December saw a number of news stories impacting the HSBC share price. Can we expect the same in January 2020?

| More on:

The content of this article was relevant at the time of publishing. Circumstances change continuously and caution should therefore be exercised when relying upon any content contained within this article.

When investing, your capital is at risk. The value of your investments can go down as well as up and you may get back less than you put in.

Read More

The content of this article is provided for information purposes only and is not intended to be, nor does it constitute, any form of personal advice. Investments in a currency other than sterling are exposed to currency exchange risk. Currency exchange rates are constantly changing, which may affect the value of the investment in sterling terms. You could lose money in sterling even if the stock price rises in the currency of origin. Stocks listed on overseas exchanges may be subject to additional dealing and exchange rate charges, and may have other tax implications, and may not provide the same, or any, regulatory protection as in the UK.

You’re reading a free article with opinions that may differ from The Motley Fool’s Premium Investing Services. Become a Motley Fool member today to get instant access to our top analyst recommendations, in-depth research, investing resources, and more. Learn More.

As 2019 comes to a close, it is fairly normal in the financial markets for things to start dying down. Less news, fewer company announcements, and people beginning their holidays (not to mention the ‘holiday mood’ in the office), usually mean there is just less action towards the end of the year. HSBC Holdings (LSE: HSBA) certainly seems to be bucking this trend, and not necessarily for the good.

Reshuffle

Earlier this month interim CEO Noel Quinn announced another big move as part of his restructuring efforts – a reshuffle of its top executives and the hiring of a new Chief Operating Officer, John Hinshaw, formally of Hewlett Packard.

The move comes as the bank is set to unveil its full restructuring plans in the New Year, which we already know will include large cost-cutting efforts across staff, as well as a shifting of resources away from the US and Europe and towards HSBC’s more profitable markets in Asia.

The bank said the changes will “position the group for the next phase of its strategy”, which almost certainly means losing some of the current 237,000 headcount – a number that has always been seen as too large and filled with bureaucracy.

I think this, as well as the other changes we can expect to see, will benefit the bank and its shareholders. Consolidating its assets to some extent in Asia may also be a good move, concentrating efforts and capital where they can do the most good. Unfortunately, December also saw perhaps the first major snag for HSBC on this front.

Protestors need bank accounts

The protests in Hong Kong have been causing some concern for many companies operating in the region, though risks and uncertainty have generally been the problem more than actual costs or troubles. Today though, HSBC may have just got more directly involved.

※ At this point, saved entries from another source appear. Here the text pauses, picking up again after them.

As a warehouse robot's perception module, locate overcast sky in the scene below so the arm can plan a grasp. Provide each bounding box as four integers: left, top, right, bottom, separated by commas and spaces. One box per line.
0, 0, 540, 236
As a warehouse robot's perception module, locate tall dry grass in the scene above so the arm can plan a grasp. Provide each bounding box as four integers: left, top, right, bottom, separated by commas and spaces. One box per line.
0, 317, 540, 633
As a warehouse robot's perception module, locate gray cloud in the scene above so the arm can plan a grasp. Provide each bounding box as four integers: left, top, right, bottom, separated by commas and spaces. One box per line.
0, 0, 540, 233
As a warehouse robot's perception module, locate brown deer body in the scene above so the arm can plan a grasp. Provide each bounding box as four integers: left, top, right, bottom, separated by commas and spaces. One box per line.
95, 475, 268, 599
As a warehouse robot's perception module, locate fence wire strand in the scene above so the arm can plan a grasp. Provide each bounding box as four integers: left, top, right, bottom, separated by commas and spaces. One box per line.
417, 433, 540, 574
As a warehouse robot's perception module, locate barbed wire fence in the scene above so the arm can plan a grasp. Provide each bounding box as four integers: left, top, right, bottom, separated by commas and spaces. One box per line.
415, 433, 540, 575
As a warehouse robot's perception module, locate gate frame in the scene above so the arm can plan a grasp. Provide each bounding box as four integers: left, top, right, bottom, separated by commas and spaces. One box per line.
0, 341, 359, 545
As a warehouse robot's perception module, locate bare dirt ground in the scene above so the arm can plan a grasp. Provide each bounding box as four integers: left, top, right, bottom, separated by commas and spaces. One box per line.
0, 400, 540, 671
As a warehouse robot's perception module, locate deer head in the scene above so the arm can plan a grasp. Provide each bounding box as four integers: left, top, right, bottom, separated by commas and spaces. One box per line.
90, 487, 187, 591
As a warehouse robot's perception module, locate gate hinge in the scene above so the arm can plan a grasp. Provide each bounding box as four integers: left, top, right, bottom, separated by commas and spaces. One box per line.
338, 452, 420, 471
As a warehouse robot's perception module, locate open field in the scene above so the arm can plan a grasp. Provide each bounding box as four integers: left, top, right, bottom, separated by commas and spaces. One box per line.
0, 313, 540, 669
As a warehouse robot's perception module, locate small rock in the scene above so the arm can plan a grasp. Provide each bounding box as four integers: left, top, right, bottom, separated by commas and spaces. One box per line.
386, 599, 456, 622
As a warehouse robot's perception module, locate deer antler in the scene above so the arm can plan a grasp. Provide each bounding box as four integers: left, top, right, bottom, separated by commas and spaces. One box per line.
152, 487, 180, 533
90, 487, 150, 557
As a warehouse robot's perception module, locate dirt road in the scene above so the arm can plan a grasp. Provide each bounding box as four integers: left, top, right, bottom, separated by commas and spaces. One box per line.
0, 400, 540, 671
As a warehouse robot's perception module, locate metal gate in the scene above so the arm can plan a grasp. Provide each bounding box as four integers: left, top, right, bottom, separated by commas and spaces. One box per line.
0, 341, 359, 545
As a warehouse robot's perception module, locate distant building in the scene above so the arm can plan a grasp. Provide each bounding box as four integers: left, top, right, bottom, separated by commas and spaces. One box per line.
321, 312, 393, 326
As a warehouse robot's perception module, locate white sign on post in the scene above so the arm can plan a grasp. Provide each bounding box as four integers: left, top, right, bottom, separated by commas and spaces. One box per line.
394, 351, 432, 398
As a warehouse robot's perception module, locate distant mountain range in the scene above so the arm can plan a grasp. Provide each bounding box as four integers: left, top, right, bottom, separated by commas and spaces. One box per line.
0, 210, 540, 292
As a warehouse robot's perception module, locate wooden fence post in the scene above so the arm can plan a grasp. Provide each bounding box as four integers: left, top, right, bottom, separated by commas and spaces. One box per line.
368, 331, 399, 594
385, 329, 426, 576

Protestors have called for a boycott of the bank amid allegations it helped the police shut down one of the main sources of funding for the anti-government movement. HSBC closed an account in November that belonged to a crowd-funding operation for the protestors called Spark Alliance.

HSBC denies it did this under any pressure from (or on behalf of) the government, instead saying it was a normal procedure given that the customer in question was unable to explain unusual activity in the account.

Needless to say the protestors are not sympathetic to these explanations, and have called for members to boycott the bank and perhaps more worryingly, have warned of “renovations”. This is the term used by the protestors for the damage and vandalism they inflict on businesses they deem opposed to their movement.

In the immediate future, this new exposure and more direct involvement with the troubles is worrying. Coming at a time when the bank and Mr Quinn will be hoping for a decisive and clear message to the market when it announces the full scale of its restructuring next year, the impact could be even greater.

Personally I think HSBC is a solid business and a good income stock, so I will be on the lookout for any short-term losses in 2020 as a dip buying opportunity rather than anything to worry about just yet.

Should you invest, the value of your investment may rise or fall and your capital is at risk. Before investing, your individual circumstances should be assessed. Consider taking independent financial advice.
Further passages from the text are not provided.